Latter in the afternoon I visited Seville Cathedral. It is the largest Gothic cathedral and the third-largest church in the world. The cathedral is also the burial site of Christopher Columbus. Seville Cathedral has fifteen doors on its four facades and has 80 chapels.
Later in the evening I roamed around, had a big burger at burger kings and went for a goodnight’s sleep.
Day -2 Seville to Granada
I woke up at usual time. City was still waking up, in spite of being a large city people still live slow life. Today my first stop was Alcázar , a royal palace originally developed by Moorish Muslim kings. This is one of the most beautiful palace in Spain and still used by the royal family.
In the 11th century Seville’s prosperous Muslim taifa (small kingdom) rulers developed the original fort by building a palace called Al-Muwarak (the Blessed) in what’s now the western part of the Alcázar. The 12th-century Almohad rulers added another palace east of this, around what’s now the Patio del Crucero. Christian Fernando III moved into the Alcázar when he captured Seville in 1248, and several later Christian monarchs used it as their main residence. Fernando’s son Alfonso X replaced much of the Almohad palace with a Gothic one. Between 1364 and 1366 Pedro I created the Alcázar’s crown jewel, the sumptuous Mudéjar Palacio de Don Pedro.

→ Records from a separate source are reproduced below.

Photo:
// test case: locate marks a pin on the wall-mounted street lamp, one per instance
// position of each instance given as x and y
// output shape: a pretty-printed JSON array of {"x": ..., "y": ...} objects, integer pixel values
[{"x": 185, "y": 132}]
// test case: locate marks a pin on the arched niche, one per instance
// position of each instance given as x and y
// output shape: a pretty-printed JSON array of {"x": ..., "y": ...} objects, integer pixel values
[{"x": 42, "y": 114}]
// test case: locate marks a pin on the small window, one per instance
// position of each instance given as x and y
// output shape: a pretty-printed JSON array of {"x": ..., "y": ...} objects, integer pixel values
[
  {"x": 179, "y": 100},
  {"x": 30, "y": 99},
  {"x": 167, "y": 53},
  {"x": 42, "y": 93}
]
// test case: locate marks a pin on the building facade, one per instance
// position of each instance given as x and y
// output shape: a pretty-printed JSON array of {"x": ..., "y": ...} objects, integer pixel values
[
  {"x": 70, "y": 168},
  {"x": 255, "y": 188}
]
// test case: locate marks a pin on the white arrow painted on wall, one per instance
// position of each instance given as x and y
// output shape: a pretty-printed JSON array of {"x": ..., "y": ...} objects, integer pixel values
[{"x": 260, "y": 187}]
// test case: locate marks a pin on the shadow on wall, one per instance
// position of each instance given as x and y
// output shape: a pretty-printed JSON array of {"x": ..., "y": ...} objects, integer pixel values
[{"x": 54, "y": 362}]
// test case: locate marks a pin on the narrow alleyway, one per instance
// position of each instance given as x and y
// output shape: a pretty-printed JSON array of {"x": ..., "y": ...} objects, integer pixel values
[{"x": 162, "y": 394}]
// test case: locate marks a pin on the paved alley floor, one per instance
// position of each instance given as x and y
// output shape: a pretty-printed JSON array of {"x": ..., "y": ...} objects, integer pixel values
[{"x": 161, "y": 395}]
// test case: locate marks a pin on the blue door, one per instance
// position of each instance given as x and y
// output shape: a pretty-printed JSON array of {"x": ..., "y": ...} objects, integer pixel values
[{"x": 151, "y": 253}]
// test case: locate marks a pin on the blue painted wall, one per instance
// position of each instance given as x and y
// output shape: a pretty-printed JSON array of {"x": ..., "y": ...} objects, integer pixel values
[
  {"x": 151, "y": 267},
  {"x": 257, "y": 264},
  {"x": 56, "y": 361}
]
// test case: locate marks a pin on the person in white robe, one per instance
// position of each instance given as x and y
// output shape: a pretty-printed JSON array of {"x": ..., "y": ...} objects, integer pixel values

It took almost 4 hours to complete sightseeing Alcazar . From there I walked to Plaza de España, this is a huge half circular structure with buildings continually running around the edge accessible over the moat by numerous bridges representing the four ancient kingdoms of Spain. In the centre is the Vicente Traver fountain. By the walls of the Plaza are many tiled alcoves, each representing a different province of Spain.
By the time I finished Plaza de Espana , it was already lunch time, I came back to my hotel to grab my backpack. It was time to catch the train to Granada which was my next stop. On my way to station I took some pictures of Metrpol Parasol. This is considered the largest wooden structure in the world. It has 6 parasols in the form of giant mushrooms.